Una tempesta perfetta sta travolgendo la sanità napoletana in questi primi giorni di gennaio. Da un lato, il picco di polmoniti influenzali che spinge migliaia di persone verso gli ospedali; dall'altro, un territorio sguarnito dove circa 150.000 cittadini della provincia di Napoli si ritrovano senza un medico di famiglia. È il grido d'allarme lanciato oggi dall'Ordine dei Medici (Omceo) di Napoli, che punta il dito contro i ritardi burocratici nelle assegnazioni dei camici bianchi, responsabili di aver trasformato i pronto soccorso cittadini in imbuti senza via d'uscita.
Il corto circuito tra territorio e ospedale
Il problema non è solo l'aggressività del virus influenzale di quest'anno. La crisi nasce da un "combinato disposto" letale: quando il cittadino non trova risposta nel proprio quartiere, l'unica alternativa diventa la corsia d'emergenza.
"Da settimane assistiamo a un sovraccarico dei pronto soccorso", spiega Bruno Zuccarelli, presidente dell'Omceo Napoli. "Molti pazienti, anche per patologie che potrebbero essere gestite tranquillamente a casa, sono costretti a correre in ospedale perché il loro medico di base non esiste o non è stato ancora sostituito". In provincia, il vuoto assistenziale è enorme e i professionisti rimasti in trincea stanno cercando di assorbire l'urto con turni massacranti, operando in un silenzio che sa di rassegnazione.

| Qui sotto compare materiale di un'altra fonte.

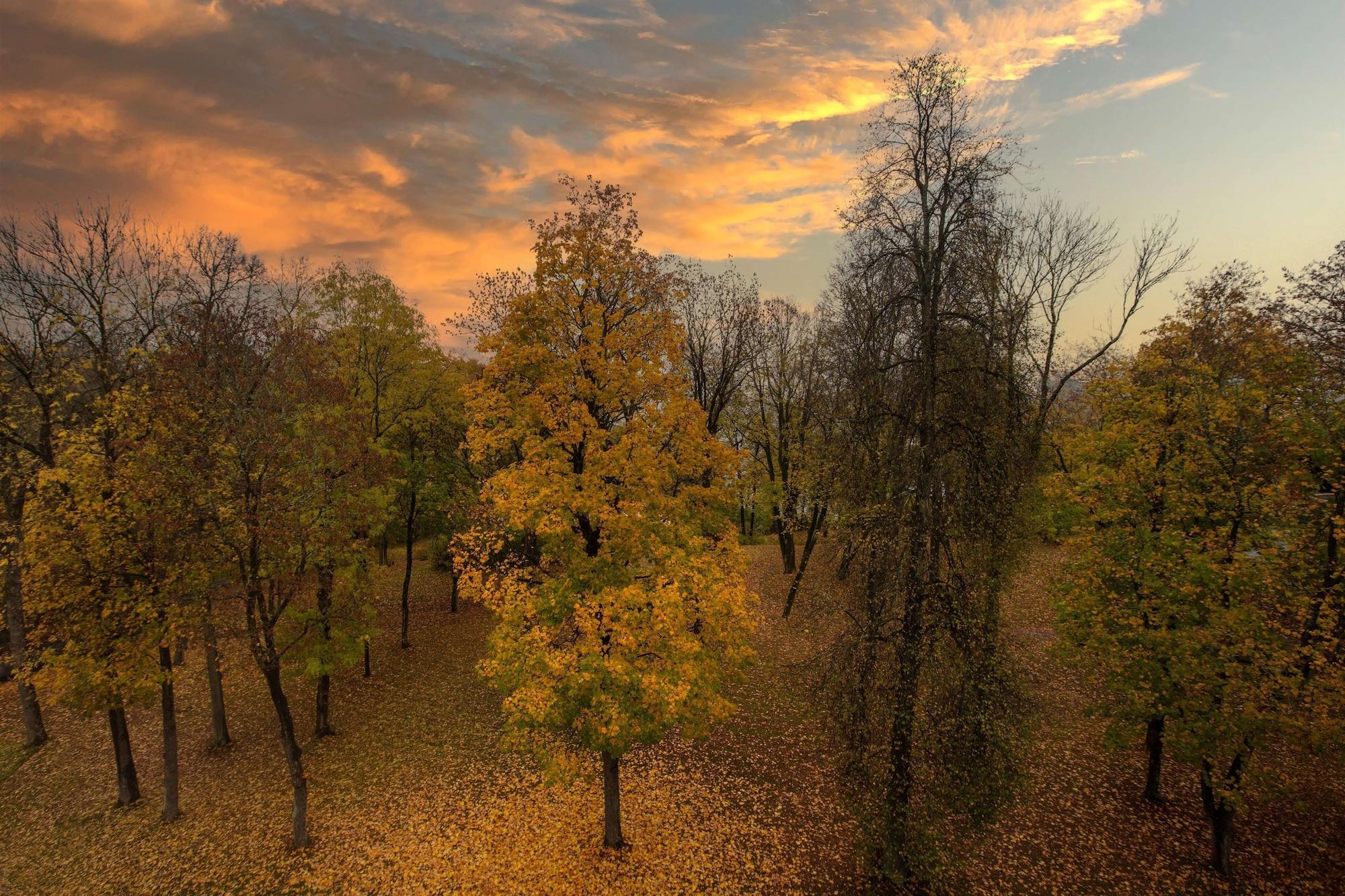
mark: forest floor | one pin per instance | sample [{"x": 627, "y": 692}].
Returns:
[{"x": 414, "y": 795}]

Burocrazia e ritardi: la "falla" delle assegnazioni
Ma perché mancano così tanti medici? Secondo l'Ordine, la radice del male è nei ritardi accumulati dagli uffici preposti nella definizione delle cosiddette "zone carenti". Solo in queste ore le procedure si stanno sbloccando, ma i tempi tecnici della normativa rischiano di rendere vano l'intervento nell'immediato: i nuovi medici assegnatari hanno infatti fino a tre mesi di tempo per prendere effettivamente servizio.
Questo significa che, mentre l'ondata di polmoniti tocca il suo apice, la rete territoriale resta un colabrodo. Per Zuccarelli è indispensabile una sterzata immediata: "Gli uffici devono completare le assegnazioni al più presto. Senza una rete territoriale forte, l'intero sistema sanitario regionale è destinato a cedere sotto il peso di ogni singola ondata influenzale".
Mentre si attende che i nuovi dottori firmino i contratti, la pressione sui grandi ospedali dell'area metropolitana non accenna a diminuire. La sfida per le prossime settimane non sarà solo curare i malati, ma riuscire finalmente a colmare quei buchi negli organici che rendono il diritto alla salute un percorso a ostacoli per migliaia di napoletani.